The fairness evaluation suite integrates all five post-training metrics into a single evaluation report that runs as part of the CI pipeline. The AISDP documents the tooling selected, its configuration, and the integration into the development workflow.
Fairlearn’s MetricFrame is the most flexible tool for this purpose. The developer defines the metrics, the sensitive features, and the dataset; MetricFrame produces a structured report with per-subgroup values for all metrics. It supports intersectional analysis by accepting multiple sensitive features and computing metrics for every combination. Fairlearn integrates with scikit-learn estimators and supports both evaluation (MetricFrame) and mitigation (ExponentiatedGradient, ThresholdOptimizer).
AI Fairness 360 (IBM) provides a broader toolkit with additional bias detection and mitigation algorithms, including the disparate impact remover, reweighting preprocessor, and calibrated equalised odds post-processor. It also includes dataset bias metrics that complement the pre-training analysis.
The fairness evaluation report is stored as a Module 4 and Module 5 evidence artefact.

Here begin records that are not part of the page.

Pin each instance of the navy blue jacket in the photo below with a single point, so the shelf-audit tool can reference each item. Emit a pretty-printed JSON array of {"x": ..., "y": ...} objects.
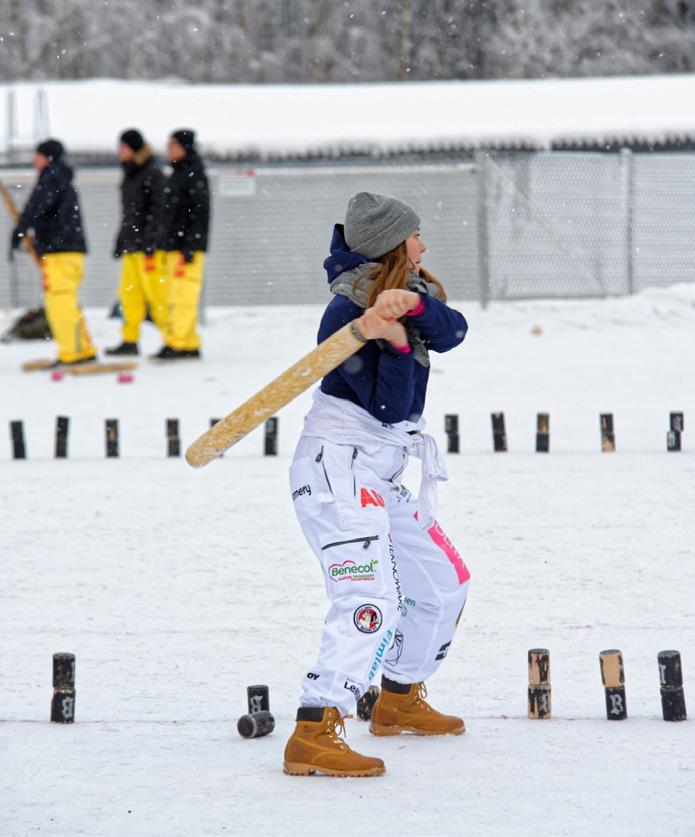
[
  {"x": 53, "y": 212},
  {"x": 387, "y": 383},
  {"x": 186, "y": 216}
]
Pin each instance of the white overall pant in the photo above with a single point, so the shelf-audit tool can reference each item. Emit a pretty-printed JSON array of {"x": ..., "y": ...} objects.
[{"x": 396, "y": 590}]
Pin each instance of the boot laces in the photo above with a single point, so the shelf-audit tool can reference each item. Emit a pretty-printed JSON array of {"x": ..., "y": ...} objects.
[
  {"x": 420, "y": 696},
  {"x": 337, "y": 730}
]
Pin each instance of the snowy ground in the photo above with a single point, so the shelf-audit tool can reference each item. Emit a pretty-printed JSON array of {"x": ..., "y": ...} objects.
[{"x": 177, "y": 588}]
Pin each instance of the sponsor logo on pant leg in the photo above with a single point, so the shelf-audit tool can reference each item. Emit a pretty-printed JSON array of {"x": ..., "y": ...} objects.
[
  {"x": 367, "y": 618},
  {"x": 383, "y": 645},
  {"x": 370, "y": 497},
  {"x": 443, "y": 651},
  {"x": 395, "y": 650},
  {"x": 299, "y": 492},
  {"x": 350, "y": 571},
  {"x": 394, "y": 569}
]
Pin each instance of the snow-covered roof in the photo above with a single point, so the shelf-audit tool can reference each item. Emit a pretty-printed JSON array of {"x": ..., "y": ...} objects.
[{"x": 302, "y": 120}]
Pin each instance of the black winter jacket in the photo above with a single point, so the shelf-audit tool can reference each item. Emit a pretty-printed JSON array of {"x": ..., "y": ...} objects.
[
  {"x": 53, "y": 212},
  {"x": 142, "y": 201},
  {"x": 186, "y": 207}
]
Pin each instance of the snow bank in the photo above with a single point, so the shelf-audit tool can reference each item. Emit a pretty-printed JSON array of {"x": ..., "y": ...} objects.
[{"x": 299, "y": 120}]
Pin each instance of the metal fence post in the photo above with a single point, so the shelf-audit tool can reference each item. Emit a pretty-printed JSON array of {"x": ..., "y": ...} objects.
[
  {"x": 483, "y": 233},
  {"x": 627, "y": 162}
]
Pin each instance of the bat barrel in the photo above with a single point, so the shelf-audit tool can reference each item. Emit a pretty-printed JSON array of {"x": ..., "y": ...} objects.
[{"x": 262, "y": 406}]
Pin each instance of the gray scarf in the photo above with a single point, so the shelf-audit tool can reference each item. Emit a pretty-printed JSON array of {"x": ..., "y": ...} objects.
[{"x": 355, "y": 285}]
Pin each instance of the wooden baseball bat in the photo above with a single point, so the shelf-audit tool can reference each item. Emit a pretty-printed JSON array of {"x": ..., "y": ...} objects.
[
  {"x": 286, "y": 387},
  {"x": 14, "y": 214}
]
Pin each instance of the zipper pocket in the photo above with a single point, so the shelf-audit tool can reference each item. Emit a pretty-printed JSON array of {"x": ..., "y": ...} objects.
[
  {"x": 319, "y": 458},
  {"x": 365, "y": 541}
]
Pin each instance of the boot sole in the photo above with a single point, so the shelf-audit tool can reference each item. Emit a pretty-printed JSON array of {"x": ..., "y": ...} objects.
[
  {"x": 294, "y": 769},
  {"x": 397, "y": 729}
]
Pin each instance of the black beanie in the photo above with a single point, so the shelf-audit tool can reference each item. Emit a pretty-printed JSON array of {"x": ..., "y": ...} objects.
[
  {"x": 53, "y": 149},
  {"x": 132, "y": 138},
  {"x": 185, "y": 138}
]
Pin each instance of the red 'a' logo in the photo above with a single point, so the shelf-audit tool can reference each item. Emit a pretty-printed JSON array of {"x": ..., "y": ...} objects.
[{"x": 370, "y": 497}]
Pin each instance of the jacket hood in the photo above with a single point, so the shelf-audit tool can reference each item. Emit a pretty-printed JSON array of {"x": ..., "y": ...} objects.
[
  {"x": 342, "y": 257},
  {"x": 58, "y": 168},
  {"x": 140, "y": 159}
]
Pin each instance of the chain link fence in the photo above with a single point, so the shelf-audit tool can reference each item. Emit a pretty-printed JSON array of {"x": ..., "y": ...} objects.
[{"x": 498, "y": 226}]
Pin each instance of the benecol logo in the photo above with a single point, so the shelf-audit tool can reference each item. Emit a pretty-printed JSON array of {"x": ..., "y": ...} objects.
[{"x": 350, "y": 571}]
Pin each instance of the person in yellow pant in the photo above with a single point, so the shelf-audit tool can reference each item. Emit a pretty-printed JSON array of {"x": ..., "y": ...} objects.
[
  {"x": 143, "y": 273},
  {"x": 185, "y": 240},
  {"x": 53, "y": 213}
]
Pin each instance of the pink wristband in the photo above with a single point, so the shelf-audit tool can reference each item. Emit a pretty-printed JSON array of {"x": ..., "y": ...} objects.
[{"x": 419, "y": 308}]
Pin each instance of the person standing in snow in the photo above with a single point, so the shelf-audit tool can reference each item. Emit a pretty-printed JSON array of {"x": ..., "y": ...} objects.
[
  {"x": 185, "y": 242},
  {"x": 53, "y": 214},
  {"x": 143, "y": 281},
  {"x": 396, "y": 583}
]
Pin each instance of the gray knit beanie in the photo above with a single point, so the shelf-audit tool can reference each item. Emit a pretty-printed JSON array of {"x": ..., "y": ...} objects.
[{"x": 375, "y": 224}]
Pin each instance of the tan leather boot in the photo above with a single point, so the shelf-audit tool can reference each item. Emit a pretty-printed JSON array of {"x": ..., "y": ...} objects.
[
  {"x": 403, "y": 708},
  {"x": 316, "y": 747}
]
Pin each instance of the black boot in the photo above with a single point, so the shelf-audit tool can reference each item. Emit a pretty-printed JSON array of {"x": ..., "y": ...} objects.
[
  {"x": 124, "y": 349},
  {"x": 58, "y": 364},
  {"x": 167, "y": 353}
]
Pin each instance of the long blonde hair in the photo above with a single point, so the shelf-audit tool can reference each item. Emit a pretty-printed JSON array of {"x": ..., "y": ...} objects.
[{"x": 393, "y": 271}]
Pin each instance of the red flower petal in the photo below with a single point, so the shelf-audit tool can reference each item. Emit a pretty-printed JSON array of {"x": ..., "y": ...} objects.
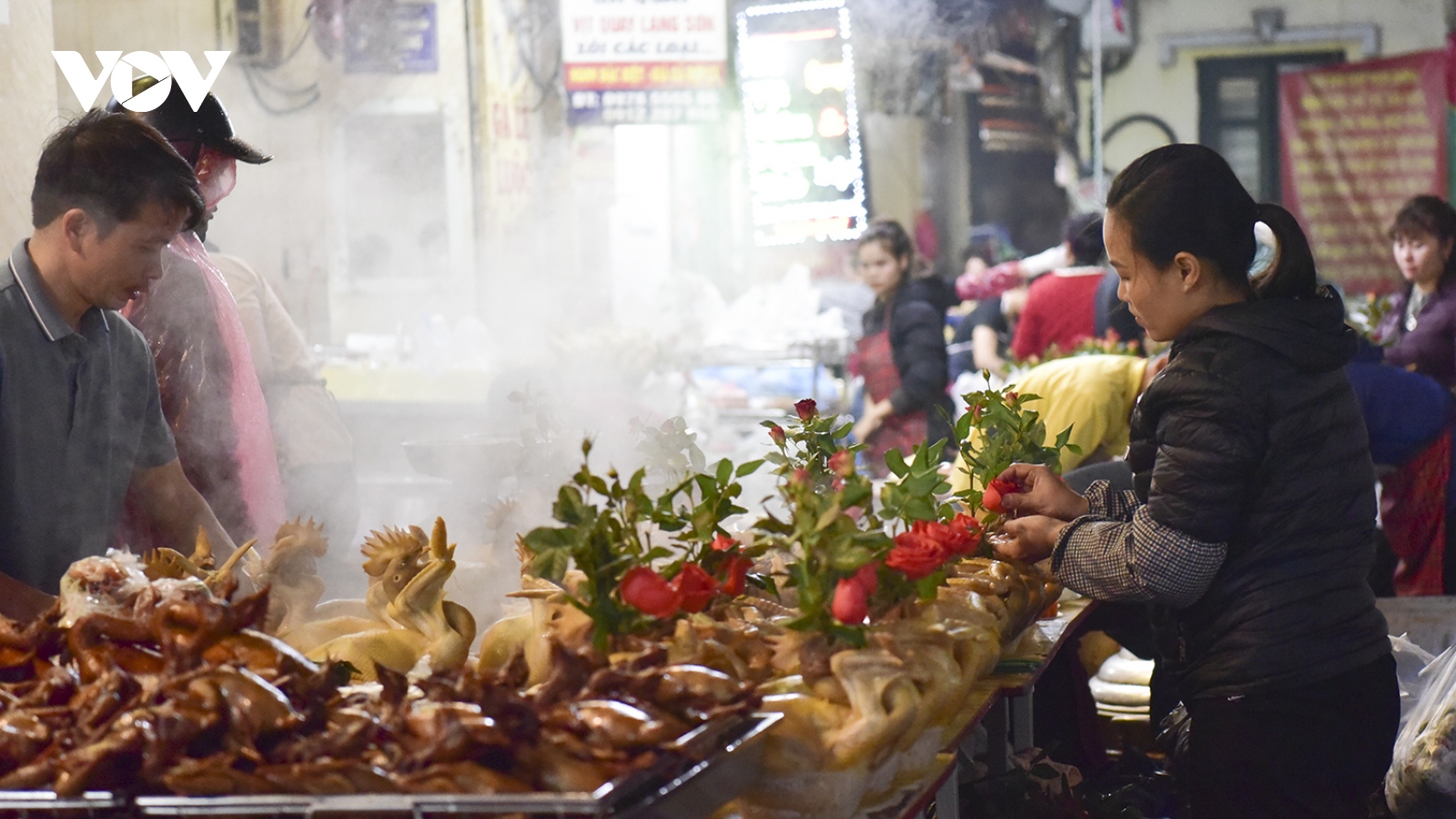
[{"x": 650, "y": 593}]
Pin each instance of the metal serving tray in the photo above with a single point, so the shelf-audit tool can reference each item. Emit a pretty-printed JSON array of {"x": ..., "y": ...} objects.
[{"x": 713, "y": 763}]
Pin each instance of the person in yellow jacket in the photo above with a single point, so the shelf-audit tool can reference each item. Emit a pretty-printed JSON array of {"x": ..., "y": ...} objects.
[{"x": 1091, "y": 394}]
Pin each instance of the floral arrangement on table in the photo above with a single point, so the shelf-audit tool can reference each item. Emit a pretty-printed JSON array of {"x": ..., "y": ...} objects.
[
  {"x": 866, "y": 622},
  {"x": 1366, "y": 310}
]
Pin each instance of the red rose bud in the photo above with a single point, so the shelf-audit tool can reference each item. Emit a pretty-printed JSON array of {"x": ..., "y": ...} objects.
[
  {"x": 997, "y": 490},
  {"x": 868, "y": 577},
  {"x": 650, "y": 593},
  {"x": 734, "y": 573},
  {"x": 695, "y": 586},
  {"x": 851, "y": 603},
  {"x": 916, "y": 554},
  {"x": 954, "y": 540},
  {"x": 972, "y": 530}
]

It is compared against the declared thresholds established in Article 81. Any threshold breach blocks deployment through the fairness gate in the CI/CD pipeline. The tooling configuration (metric definitions, sensitive feature specifications, threshold values) is version-controlled alongside the model code, ensuring reproducibility.
Key outputs
- Fairness tooling selection and configuration documentation
- CI pipeline integration specification
- Sample fairness evaluation report